A full review of the Garda response to the weekend's unrest in Dublin is needed, the Irish Council of Civil Liberties says.
They say the events of Friday and Saturday night were "a serious set of events" - and there's now a need to understand exactly how things got out of control.
Friday and Saturday night saw significant unrest in Dublin city centre, with gardaí equipped with riot shields moving to disperse crowds in some areas of the capital.
Three gardaí were reportedly injured as bottles were thrown at officers, while over 30 people were arrested over the two nights.
Gardaí have defended the use of riot equipment, saying it was a defensive response to "unacceptable behaviour" by small groups in the city centre.
Sunday night was reportedly quieter in Ireland’s main city centres, although gardaí say there were still "significant numbers" of teenagers and young adults "loitering" in Dublin.
Another 14 people were arrested - including three teenagers - for public order offences, and seven of those have since been charged.
A further eight people were arrested in Cork for public order incidents, while gardaí moved to disperse crowds from the Kennedy Quay area.
'A serious set of events'
Liam Herrick, executive director of ICCL, told Lunchtime Live most people are disturbed at events in Dublin over the weekend.
He said we shouldn’t rush to pre-judgement or conclusions, as some of these cases are likely to come before the courts.

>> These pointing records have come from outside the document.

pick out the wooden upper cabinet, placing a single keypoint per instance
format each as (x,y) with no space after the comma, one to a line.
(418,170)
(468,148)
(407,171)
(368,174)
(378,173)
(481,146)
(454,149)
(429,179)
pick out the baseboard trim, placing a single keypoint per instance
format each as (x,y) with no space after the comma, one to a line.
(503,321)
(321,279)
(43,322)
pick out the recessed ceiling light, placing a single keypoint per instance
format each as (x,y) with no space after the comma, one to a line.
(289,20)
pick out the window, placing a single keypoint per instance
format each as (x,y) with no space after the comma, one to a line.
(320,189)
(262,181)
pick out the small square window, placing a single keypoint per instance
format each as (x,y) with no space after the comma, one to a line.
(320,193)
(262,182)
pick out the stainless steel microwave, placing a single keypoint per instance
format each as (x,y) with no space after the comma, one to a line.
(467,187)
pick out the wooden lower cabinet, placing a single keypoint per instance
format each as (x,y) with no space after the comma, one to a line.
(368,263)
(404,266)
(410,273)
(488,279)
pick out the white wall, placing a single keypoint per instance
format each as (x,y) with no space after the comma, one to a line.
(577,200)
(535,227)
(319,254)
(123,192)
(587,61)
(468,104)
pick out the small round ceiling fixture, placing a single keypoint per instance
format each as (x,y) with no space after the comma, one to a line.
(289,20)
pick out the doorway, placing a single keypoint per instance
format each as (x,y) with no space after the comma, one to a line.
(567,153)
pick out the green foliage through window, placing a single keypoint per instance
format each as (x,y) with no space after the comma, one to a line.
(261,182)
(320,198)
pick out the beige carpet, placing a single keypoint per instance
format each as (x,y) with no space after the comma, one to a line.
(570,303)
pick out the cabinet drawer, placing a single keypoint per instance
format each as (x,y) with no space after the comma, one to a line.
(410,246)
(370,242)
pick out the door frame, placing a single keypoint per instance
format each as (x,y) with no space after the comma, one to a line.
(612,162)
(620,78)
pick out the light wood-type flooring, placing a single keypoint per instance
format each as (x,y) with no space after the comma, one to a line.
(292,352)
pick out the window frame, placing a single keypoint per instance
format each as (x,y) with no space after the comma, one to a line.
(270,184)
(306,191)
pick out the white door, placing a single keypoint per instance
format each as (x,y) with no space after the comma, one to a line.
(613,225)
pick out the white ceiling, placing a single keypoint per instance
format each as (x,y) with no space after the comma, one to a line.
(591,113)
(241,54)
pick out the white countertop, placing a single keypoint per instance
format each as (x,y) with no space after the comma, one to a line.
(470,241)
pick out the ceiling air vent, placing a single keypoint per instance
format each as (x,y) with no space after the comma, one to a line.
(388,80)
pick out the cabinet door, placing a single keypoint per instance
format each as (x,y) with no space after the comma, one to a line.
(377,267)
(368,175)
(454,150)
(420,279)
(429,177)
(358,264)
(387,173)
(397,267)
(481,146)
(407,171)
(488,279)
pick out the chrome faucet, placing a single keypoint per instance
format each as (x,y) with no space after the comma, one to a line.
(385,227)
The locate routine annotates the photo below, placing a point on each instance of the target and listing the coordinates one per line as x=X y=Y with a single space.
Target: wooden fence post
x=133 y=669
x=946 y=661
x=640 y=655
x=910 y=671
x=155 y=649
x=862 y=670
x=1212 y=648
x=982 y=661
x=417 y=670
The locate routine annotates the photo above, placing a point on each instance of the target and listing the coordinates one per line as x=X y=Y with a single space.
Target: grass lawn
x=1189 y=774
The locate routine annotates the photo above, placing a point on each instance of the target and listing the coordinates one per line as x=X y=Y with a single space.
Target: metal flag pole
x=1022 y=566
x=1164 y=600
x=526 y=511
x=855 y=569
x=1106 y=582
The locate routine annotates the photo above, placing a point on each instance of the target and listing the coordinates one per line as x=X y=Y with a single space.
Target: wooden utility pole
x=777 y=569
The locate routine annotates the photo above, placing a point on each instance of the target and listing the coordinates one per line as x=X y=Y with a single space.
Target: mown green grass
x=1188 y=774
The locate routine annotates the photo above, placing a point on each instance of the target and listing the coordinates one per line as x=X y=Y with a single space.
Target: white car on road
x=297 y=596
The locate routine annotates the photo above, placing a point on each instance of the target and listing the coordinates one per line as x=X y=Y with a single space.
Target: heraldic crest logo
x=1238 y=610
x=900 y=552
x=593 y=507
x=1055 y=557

He noted it does appear there were "serious violations of public order" by some members of the public, including criminal offences - noting that anyone who throws a glass bottle is putting people in danger and should be dealt with.
However, he also pointed to footage on social media appearing to show gardaí with batons drawn 'charging' on South William Street in order to disperse the crowds.
Calling for a full review, Mr Herrick said: “There’s no other way of looking at this than a serious set of events - and we need to understand what’s happened here, and if we can do better.
“Any time we have guards using force to a significant extent in a city centre, there needs to be accountability for that.
“The question needs to be asked: what led up to that point?
“I’m not saying these circumstances could have been avoided, but we need to interrogate that.
"We certainly need to try to avoid this happening again, if we are going to have - as the Government policy - more outdoor socialising over the next couple of months."
He said gardaí generally have a good track record of not using force, so there's a need to figure out “what went wrong” on Friday and Saturday to lead to such dramatic scenes in the capital.
The ICCL wants the Policing Authority to independently oversee the review process and ask the necessary "tough questions".
They want the review to look at the police planning for such circumstances, alongside the particular events of this weekend.
Mr Herrick also suggested there seems to have been a breakdown in planning between the Government, local authorities and the gardaí.
Despite the push for an outdoor summer, he said there's still ‘confusion’ when it comes to the laws and policies around outdoor drinking and takeaway drinks.
He also suggested there's a need to at the planning for the summer to find out why there are large crowds gathering in confined spaces.